Department of Neurology, Tongji Hospital, Tongji Medical College, Huazhong University of Science and Technology, Wuhan 430030, China, China (People's Republic)
Abstract: Spinal cord injury (SCI) leads to locomotor deficits and neuropathic pain (NP). Ventral spinal V3 glutamate neurons are integral components of the central pattern generator (CPG) that generate the rhythm and pattern of locomotion, whereas the loss of dorsal spinal dI4 GABA neurons contributes to the NP. Here, human pluripotent stem cells (hPSCs) were differentiated into V3 and dI4 neurons in vitro. Six months after transplantation into the lesion cavity of the contused rat T10 spinal cord, human V3 and dI4 neurons extended numerous axons mainly into the ventral and dorsal horn of rat lumbar spinal cord, respectively.
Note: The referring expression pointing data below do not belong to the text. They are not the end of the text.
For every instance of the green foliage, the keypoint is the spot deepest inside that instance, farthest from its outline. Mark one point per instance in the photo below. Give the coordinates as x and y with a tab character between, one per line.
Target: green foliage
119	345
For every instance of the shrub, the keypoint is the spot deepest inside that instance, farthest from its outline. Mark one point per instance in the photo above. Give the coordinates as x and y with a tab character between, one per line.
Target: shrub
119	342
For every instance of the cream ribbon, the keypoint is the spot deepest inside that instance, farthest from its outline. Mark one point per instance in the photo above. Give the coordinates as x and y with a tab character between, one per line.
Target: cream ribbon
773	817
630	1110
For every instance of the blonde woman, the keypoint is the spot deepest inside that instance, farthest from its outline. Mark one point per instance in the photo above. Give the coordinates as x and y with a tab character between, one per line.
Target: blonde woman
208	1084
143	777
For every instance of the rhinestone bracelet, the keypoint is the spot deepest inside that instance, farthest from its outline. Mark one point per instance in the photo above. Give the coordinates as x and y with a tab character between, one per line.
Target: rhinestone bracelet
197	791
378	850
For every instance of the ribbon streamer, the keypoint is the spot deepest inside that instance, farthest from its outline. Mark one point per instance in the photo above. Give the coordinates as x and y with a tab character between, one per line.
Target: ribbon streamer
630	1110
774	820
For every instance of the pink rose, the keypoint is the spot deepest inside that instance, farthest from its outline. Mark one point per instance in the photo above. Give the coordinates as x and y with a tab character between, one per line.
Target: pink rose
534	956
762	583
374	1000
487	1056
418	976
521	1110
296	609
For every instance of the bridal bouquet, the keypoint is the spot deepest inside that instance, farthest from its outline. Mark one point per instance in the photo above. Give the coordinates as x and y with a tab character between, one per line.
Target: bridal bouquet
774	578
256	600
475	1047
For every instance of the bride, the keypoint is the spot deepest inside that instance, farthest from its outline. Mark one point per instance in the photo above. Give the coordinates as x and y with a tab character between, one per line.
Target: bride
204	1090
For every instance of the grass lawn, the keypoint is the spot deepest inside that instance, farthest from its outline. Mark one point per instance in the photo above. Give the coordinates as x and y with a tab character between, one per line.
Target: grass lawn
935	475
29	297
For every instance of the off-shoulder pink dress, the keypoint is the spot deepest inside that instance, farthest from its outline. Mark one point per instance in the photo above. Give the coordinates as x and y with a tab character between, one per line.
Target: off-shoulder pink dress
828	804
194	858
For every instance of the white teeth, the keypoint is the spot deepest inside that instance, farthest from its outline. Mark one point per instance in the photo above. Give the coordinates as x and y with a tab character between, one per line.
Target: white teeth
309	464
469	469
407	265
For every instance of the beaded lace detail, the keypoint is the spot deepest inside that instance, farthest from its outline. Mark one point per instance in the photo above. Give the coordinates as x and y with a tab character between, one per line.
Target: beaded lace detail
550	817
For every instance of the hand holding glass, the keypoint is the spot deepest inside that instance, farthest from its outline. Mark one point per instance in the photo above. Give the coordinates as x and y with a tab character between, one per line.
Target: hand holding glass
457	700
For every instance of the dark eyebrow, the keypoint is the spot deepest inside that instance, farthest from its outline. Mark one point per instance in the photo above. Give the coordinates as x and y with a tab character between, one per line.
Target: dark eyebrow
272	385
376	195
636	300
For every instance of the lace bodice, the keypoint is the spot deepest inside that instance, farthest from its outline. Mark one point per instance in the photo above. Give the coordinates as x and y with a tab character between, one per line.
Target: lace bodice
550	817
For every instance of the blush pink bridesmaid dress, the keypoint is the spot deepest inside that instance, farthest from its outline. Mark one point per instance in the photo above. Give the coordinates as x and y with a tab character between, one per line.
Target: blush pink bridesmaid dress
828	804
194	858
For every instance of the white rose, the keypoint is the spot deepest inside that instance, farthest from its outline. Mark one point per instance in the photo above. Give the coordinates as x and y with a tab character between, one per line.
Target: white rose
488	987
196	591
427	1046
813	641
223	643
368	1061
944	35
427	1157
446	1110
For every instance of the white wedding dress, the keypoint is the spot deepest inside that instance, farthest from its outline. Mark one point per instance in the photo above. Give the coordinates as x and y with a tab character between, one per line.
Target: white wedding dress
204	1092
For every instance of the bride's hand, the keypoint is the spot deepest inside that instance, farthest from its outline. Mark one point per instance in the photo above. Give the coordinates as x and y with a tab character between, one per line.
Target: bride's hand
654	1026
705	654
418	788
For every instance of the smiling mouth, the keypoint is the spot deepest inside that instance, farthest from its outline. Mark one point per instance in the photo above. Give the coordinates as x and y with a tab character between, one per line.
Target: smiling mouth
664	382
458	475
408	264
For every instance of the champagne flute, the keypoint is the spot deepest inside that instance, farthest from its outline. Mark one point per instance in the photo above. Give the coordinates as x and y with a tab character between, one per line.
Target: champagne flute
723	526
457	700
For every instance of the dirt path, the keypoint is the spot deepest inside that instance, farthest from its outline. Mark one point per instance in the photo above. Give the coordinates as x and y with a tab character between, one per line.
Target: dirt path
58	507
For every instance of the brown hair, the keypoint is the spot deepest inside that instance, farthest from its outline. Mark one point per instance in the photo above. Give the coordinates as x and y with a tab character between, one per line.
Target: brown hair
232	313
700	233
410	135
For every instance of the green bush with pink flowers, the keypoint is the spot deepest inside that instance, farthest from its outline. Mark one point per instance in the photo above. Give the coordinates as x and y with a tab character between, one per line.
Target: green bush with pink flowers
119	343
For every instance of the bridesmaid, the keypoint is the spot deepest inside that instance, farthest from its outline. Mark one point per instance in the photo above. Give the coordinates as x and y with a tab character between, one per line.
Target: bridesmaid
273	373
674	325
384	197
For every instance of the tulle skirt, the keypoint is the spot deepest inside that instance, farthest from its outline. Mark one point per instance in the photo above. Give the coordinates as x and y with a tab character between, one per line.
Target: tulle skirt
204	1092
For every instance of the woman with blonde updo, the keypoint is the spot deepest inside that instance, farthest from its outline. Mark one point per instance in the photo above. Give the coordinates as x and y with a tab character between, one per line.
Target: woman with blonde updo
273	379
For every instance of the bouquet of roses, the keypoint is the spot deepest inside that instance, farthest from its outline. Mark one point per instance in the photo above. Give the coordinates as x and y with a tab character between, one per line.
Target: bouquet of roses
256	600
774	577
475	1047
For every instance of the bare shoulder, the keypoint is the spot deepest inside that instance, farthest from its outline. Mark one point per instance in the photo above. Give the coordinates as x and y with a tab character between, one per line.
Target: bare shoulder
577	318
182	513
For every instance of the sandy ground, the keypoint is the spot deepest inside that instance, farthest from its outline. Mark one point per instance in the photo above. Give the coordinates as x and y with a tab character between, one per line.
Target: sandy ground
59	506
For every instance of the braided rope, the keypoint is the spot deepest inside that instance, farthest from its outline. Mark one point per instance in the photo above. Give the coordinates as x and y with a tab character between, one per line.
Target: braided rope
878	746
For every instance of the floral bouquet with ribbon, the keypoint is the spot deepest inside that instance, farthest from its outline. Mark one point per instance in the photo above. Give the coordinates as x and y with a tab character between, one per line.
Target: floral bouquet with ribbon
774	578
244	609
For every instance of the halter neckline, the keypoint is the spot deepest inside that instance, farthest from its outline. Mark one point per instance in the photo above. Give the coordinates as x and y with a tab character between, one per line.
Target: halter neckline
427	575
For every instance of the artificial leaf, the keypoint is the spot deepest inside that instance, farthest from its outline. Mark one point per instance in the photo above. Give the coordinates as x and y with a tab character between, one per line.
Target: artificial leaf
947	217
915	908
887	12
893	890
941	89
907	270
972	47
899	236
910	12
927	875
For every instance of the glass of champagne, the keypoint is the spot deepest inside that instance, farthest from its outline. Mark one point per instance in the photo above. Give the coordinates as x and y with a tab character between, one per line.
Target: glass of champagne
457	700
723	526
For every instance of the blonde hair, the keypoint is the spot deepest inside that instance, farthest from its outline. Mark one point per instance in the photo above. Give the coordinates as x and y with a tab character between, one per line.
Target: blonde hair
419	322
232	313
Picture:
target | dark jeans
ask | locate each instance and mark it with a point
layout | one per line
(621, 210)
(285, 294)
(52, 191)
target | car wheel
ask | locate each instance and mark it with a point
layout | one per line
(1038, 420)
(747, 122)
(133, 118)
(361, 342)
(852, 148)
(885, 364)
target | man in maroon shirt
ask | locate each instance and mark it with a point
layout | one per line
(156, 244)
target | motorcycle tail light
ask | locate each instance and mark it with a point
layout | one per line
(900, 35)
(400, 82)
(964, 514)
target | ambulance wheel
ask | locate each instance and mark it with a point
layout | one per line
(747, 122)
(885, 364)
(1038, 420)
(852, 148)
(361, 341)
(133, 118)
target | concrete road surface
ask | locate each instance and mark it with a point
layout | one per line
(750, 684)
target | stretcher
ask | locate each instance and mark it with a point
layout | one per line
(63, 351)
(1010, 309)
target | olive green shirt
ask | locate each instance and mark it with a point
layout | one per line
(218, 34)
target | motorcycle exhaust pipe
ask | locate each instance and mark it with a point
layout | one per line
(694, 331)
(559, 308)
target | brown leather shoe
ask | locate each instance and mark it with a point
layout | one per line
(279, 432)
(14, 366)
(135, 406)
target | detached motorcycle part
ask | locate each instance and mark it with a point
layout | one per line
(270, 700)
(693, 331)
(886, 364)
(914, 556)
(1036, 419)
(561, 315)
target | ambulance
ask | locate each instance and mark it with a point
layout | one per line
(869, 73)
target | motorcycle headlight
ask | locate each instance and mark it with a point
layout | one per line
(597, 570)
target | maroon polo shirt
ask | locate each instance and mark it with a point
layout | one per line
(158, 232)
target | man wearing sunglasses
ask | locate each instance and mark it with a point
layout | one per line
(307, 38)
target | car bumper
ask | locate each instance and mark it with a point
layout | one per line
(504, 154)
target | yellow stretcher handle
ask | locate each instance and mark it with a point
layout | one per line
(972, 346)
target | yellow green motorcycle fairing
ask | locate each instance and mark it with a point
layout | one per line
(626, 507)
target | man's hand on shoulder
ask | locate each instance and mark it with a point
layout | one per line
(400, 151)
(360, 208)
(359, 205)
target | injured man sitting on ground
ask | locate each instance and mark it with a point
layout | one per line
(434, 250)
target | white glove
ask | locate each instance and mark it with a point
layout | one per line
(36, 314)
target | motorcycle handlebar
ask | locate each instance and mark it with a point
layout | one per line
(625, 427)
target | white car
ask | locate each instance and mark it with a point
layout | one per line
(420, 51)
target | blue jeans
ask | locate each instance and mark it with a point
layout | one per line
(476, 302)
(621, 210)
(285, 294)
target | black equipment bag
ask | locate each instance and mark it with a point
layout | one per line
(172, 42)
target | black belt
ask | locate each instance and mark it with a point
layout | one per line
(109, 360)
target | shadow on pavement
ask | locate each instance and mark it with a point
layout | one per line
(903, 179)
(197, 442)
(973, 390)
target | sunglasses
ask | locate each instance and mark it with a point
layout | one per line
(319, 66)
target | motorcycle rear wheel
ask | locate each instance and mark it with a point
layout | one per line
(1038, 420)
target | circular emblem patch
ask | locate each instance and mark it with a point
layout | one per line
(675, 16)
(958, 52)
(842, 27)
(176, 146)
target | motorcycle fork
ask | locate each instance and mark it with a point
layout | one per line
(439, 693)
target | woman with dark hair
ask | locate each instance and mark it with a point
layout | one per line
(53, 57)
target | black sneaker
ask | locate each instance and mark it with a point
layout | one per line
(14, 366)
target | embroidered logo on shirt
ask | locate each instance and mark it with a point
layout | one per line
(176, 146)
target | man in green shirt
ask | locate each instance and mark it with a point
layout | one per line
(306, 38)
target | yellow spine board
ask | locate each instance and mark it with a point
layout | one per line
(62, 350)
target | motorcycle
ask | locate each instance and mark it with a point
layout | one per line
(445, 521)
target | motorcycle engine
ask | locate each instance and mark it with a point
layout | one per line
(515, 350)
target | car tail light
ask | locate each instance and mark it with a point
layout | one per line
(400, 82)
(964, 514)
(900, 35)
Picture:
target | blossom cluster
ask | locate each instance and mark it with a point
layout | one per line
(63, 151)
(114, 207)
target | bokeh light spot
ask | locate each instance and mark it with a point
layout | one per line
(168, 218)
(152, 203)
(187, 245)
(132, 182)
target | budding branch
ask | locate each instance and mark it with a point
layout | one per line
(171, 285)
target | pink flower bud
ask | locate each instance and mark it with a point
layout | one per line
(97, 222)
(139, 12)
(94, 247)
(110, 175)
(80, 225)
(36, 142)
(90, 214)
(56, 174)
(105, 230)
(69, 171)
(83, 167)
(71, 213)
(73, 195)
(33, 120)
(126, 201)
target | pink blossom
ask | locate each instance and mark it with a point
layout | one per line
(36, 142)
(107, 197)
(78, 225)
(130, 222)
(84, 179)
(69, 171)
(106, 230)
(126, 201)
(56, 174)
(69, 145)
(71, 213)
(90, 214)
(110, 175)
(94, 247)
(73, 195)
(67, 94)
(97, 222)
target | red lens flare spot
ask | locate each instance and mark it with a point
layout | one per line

Human dI4 neurons form inhibitory synapses with rat sensory interneurons and nociceptive projection neurons and form presynaptic inhibition synapses with rat primary sensory afferents, whereas human V3 neurons form excitatory synapses with rat CPG neurons including V3, V2a, and V1 neurons and motor neurons. Human dI4 neurons are innervated by rat supraspinal descending pain modulation centers, including the raphe magus, dorsal raphe and rostral ventral medulla, whereas human V3 neurons are innervated by rat supraspinal motor command centers, including the corticospinal tract, reticulospinal tract and vestibulospinal tract. Functionally, NP in rats including mechanical allodynia and thermal hyperalgesia were alleviated by human dI4 neurons but not V3 neurons, whereas locomotion in rats was restored by human V3 neurons but not dI4 neurons. Importantly, recovered locomotion and alleviated NP were lost after DREADD-induced inactivation of human V3 and dI4 neurons. Finally, human dI4 and V3 neurons survive long-term, mature and integrate into the injured rhesus monkey spinal cord. These results suggest that the transplantation of hPSC-derived spinal V3 and dI4 neurons can restore locomotion and alleviate NP after SCI and highlight the importance of the regional specificity of transplanted neurons for the treatment of neurological disorders.
Funding Source: Ministry of Science and Technology of China [STI2030-Major Projects 2022ZD0204700],National Natural Science Foundation of China [82301572].